Extrait d’Ocean’s Songs chez le cherche midi :

« Je reste insensible à ce qui se dit ou s’écrit. Tabarly était comme cela et je garde de lui ce cloisonnement des sentiments. Je souffrais de cette injustice qui lui était faite. Je trouvais cela malhonnête et d’une bêtise crasse. Éric, lui, haussait les épaules. Il tenait sa propre frontière et personne n’y entrait sans y avoir été invité. De toutes les manières, il était apparu dans la légende depuis 1964 et l’histoire, on le sait, a négligé de se souvenir de ces attaques. Il disait, en murmurant entre ses dents : « On se donne du mal pour bien faire… » Je le voyais, impassible, inatteignable, les yeux mis-clos. Je crois qu’il se moquait complétement de ce qui s’imprimait sur son compte. Il naviguait pour la joie que cela procure.
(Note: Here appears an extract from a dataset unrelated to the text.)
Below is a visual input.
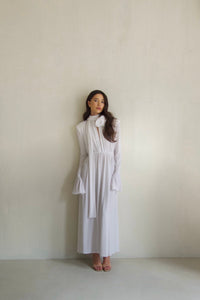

Je fais cela depuis quarante ans. Parmi ses legs, la dimension exacte de ce qu’est l’indifférence est sûrement celui qui me sert tous les jours. J’ai appris de lui, entre autres, le refus des solutions pas claires, le respect de la souveraineté en mer, l’équilibre du sage et le respect des distances à terre. C’était un homme entouré d’espaces qui portait le masque de la supériorité et qui en même temps était profondément mal à l’aise avec l’artillerie du verbe. Un homme tout d’une pièce qui, un jour, devant un journaliste qui l’avait injustement égratigné fit cette sortie si réjouissante aux oreilles de l’équipage : « C’est un sale con… De toutes les façons, il ne tiendrait pas dix minutes à bord ! » Qu’est-ce qu’un patron en mer ? C’est celui qui est capable de ramener son équipage, de porter toutes les responsabilités et d’accepter de ne pas recueillir les fruits du succès… Il fut un immense serviteur du large qui haïssait l’impudeur des émotions. L’homme raisonnable renonce souvent face à la cause qu’il sent perdue. Lui, jamais. Présents sur tous les océans quand les projets paraissaient insensés et les buts chimériques. Éric n’a jamais été inférieur à son destin. »

Extrait d’Homme libre… chez Fixot :

« Jai retrouvé, dans ce nouveau tour du monde, des bonheurs perdus. Des beautés d’obscurité la nuit, des lumières d’étoiles, des soirées sans lune. Des vents froids et des brises chaudes. Des coloris qui font croire en Dieu ».